Even if we don’t know when (or even if) the 2020 MLB season will start, we at least know we’re always moving nearer to the opening pitch.
Consider this, then, an extended time of draft preparation. While some years you might feel too crunched for time to do adequate research, that excuse is out the window. You can examine as much information as you care to handle, starting with our mock first round and sleeper hitters below.
12-Team Mock First Round for Roto Leagues
1. Ronald Acuna Jr., OF, Atlanta Braves
2. Mike Trout, OF, Los Angeles Angels
3. Christian Yelich, OF, Milwaukee Brewers
4. Mookie Betts, OF, Los Angeles Dodgers
5. Cody Bellinger, 1B/OF, Los Angeles Dodgers
6. Gerritt Cole, SP, New York Yankees
7. Jacob deGrom, SP, New York Mets
8. Trea Turner, SS, Washington Nationals
9. Trevor Story, SS, Colorado Rockies
10. Max Scherzer, SP, Washington Nationals
11. Alex Bregman, 3B, Houston Astros
12. Francisco Lindor, SS, Cleveland Indians
Sleeper Hitters To Target
Marcell Ozuna, OF, Atlanta Braves
Fantasy owners have apparently decided Marcell Ozuna is another run-of-the-mill power hitter. He isn’t exactly being ignored, but with an average draft position of 97 (per Fantasy Pros), he isn’t being treated as a special talent, either.
The numbers say fantasy owners should reconsider.

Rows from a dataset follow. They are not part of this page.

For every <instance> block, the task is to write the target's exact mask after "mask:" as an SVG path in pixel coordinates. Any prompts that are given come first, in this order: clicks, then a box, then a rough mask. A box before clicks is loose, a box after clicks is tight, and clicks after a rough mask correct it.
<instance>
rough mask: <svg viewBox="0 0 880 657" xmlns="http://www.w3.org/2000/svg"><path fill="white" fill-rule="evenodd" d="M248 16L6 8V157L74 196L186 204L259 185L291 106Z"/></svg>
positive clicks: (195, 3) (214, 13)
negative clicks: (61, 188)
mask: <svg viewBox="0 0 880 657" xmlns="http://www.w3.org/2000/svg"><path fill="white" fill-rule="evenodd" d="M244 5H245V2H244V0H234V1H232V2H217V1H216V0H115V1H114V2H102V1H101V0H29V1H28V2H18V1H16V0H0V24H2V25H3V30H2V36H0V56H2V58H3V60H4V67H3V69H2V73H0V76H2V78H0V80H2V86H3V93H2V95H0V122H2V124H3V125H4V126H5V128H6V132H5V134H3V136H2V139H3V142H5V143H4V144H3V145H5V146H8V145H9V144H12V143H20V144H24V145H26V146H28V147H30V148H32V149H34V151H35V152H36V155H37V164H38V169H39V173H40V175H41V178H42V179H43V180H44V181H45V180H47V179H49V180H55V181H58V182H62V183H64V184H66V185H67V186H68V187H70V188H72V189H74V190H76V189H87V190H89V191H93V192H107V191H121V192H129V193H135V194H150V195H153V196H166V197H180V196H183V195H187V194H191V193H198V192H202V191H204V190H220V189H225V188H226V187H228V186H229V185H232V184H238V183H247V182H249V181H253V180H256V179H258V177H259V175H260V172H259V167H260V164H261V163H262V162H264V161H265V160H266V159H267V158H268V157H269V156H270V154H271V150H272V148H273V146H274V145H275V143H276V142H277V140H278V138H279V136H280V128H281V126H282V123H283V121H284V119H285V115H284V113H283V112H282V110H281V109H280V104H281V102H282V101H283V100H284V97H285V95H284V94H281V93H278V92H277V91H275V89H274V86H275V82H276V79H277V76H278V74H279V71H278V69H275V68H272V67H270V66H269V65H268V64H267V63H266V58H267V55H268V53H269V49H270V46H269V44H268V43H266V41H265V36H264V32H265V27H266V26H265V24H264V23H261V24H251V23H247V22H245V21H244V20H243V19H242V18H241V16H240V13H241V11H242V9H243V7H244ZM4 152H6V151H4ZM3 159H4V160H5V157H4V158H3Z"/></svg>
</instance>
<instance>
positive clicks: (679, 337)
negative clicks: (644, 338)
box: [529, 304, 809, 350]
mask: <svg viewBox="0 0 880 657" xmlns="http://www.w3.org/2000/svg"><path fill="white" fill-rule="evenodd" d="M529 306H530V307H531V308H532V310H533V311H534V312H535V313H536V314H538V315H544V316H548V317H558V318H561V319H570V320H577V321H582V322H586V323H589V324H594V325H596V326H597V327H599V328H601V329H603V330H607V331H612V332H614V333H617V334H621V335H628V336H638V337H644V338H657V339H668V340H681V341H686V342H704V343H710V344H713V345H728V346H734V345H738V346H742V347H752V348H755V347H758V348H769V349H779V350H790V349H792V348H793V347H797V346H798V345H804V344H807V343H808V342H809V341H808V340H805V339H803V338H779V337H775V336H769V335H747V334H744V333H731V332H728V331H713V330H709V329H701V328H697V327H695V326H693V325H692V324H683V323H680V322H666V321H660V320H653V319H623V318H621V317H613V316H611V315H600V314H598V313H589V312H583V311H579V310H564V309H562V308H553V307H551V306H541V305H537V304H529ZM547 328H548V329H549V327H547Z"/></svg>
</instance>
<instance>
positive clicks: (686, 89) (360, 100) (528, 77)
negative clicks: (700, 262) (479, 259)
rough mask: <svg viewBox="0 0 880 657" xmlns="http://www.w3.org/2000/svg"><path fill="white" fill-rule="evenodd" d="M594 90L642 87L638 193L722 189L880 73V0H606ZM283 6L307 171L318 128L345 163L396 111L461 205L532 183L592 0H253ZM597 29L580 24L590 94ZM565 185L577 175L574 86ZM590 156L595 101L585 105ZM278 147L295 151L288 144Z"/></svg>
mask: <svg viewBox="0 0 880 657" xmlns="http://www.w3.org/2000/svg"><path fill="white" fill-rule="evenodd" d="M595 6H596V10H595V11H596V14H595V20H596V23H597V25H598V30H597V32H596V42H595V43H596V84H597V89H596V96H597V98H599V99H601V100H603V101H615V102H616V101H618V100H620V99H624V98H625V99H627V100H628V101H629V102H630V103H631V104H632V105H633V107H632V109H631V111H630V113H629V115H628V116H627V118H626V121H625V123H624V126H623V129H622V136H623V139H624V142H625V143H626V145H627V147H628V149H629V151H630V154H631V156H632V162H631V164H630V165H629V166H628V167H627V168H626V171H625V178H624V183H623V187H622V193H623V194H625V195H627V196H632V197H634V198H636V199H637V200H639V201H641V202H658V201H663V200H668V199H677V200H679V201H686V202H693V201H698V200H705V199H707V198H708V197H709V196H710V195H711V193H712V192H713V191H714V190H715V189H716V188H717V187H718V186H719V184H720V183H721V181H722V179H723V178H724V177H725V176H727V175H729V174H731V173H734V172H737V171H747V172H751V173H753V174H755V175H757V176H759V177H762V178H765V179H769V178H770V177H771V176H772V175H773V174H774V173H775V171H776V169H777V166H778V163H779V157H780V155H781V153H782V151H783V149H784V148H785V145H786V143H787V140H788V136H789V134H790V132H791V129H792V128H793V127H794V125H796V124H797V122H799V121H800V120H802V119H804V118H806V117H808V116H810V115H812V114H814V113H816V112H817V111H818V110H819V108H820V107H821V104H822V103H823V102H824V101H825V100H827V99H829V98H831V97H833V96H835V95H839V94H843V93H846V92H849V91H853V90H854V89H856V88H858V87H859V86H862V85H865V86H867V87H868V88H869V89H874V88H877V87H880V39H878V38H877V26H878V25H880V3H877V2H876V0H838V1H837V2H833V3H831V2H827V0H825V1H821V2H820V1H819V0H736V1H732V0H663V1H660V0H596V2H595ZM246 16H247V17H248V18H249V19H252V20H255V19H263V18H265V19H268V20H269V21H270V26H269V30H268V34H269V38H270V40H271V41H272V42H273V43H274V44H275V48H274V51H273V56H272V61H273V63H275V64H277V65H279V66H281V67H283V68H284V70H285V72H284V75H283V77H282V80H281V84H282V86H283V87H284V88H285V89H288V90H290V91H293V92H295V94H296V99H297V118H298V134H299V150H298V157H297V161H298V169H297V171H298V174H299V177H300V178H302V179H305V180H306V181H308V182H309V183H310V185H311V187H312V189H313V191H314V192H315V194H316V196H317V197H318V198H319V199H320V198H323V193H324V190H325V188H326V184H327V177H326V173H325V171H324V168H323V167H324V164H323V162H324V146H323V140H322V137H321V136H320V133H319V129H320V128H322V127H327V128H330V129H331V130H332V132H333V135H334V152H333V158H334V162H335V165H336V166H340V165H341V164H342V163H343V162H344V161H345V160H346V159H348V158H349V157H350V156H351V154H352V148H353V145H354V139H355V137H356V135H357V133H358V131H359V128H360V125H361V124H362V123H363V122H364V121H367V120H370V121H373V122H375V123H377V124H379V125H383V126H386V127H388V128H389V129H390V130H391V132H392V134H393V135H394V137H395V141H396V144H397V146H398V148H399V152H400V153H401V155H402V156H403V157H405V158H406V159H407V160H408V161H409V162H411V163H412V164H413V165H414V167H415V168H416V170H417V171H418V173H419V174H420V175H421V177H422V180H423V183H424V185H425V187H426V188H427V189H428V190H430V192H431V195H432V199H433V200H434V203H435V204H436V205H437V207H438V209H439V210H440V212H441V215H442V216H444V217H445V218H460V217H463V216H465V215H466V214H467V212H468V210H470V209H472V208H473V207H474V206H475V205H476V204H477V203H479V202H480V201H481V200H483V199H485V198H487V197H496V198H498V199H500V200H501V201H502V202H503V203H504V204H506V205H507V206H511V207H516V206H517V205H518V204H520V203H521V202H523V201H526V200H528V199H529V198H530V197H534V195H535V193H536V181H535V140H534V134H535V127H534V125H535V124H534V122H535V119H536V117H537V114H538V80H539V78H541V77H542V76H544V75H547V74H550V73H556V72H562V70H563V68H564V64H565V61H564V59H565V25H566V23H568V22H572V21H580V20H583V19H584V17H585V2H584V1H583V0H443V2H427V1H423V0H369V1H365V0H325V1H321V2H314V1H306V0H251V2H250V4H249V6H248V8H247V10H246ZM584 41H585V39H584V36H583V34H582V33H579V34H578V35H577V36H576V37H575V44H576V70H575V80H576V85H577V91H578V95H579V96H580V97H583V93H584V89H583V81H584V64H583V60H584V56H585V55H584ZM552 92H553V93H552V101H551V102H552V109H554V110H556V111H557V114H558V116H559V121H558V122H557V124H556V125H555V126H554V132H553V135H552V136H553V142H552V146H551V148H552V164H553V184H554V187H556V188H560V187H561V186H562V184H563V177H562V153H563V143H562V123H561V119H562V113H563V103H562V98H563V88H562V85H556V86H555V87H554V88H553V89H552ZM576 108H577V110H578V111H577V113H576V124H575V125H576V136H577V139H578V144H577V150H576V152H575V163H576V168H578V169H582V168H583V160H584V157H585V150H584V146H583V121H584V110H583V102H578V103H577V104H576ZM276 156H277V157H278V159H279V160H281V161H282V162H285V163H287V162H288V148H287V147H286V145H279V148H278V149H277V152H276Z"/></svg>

If last season serves as a baseline for production, then you can pencil him in for around 30 homers (he hit 29) and roughly 170 combined runs and RBI (169). Judging by his career marks, though, his .241 batting average was an outlier. He’s a .272 hitter for his career, and in the previous two campaigns, he hit .280 and .312.
A batting average bump alone should nudge him higher in the top 100, and his 2017 season shows how much farther he can climb. That year, he was both an All-Star and a Silver Slugger with personal bests in homers (37), RBI (124) and runs (93).
His offseason move from the St. Louis Cardinals to the Braves took him from the 19th-best offense in total runs (764) to the seventh-best (855). Even with the same power output, he should improve his runs and RBI totals, and if he decides to run again (he swiped 12 bags last season), he could be one of fantasy’s best values.
Khris Davis, DH, Oakland A’s
There are models of consistency, and then there’s pre-2019 Khris Davis.
He was automatic to a comical degree. Between 2016 and 2018, he belted between 42 and 48 home runs while tallying between 102 and 123 RBI. More incredibly, he hit exactly .247 in four consecutive seasons and had a .244 average the year prior.
All of those stats suggest you should hide your eyes and divert your attention away from his injury-riddled 2019 season. Before being sidetracked by a hip injury suffered while running into an outfield wall, he looked like his normal self. Through 43 games, he had 12 homers and 29 RBI. Oh, and guess what he was hitting—.247, as per usual.
But he never got back on track from there. Over his final 90 games, he only had 11 home runs and batted a very un-Davis-like .207.
Was the now-32-year-old showing signs of a swift decline? Or was this the collateral damage from that collision with the fence? We’re willing to bet on the latter, especially at his more-than-reasonable price tag of a 174 ADP.
Paul DeJong, SS, St. Louis Cardinals
After previously flashing intriguing pop, Paul DeJong finally received a full-season workload in 2019. He promptly pounced on the opportunity with 30 homers, 97 runs, 78 RBI and even nine stolen bases.
One year later, the fantasy community is somehow shrugging its shoulders at the breakout. His ADP sits at a head-scratching 187.
What’s the issue? Well, DeJong only hit .233, but two years prior, he was a .285 hitter, so the upward mobility is both obvious and significant. He also front-loaded some of his production—.258 batting average before the All-Star break, .202 after—but even then, he had more homers (17 to 13) and more RBI (42 to 36) in fewer games (72 to 87) in the first half than the second.
Perhaps he’s being penalized for the impressive depth at the position, but how many other shortstops are delivering 30 homers, nine steals and 175 combined runs and RBI? The answer: Not nearly enough to let him last as long on the draft board as he has been.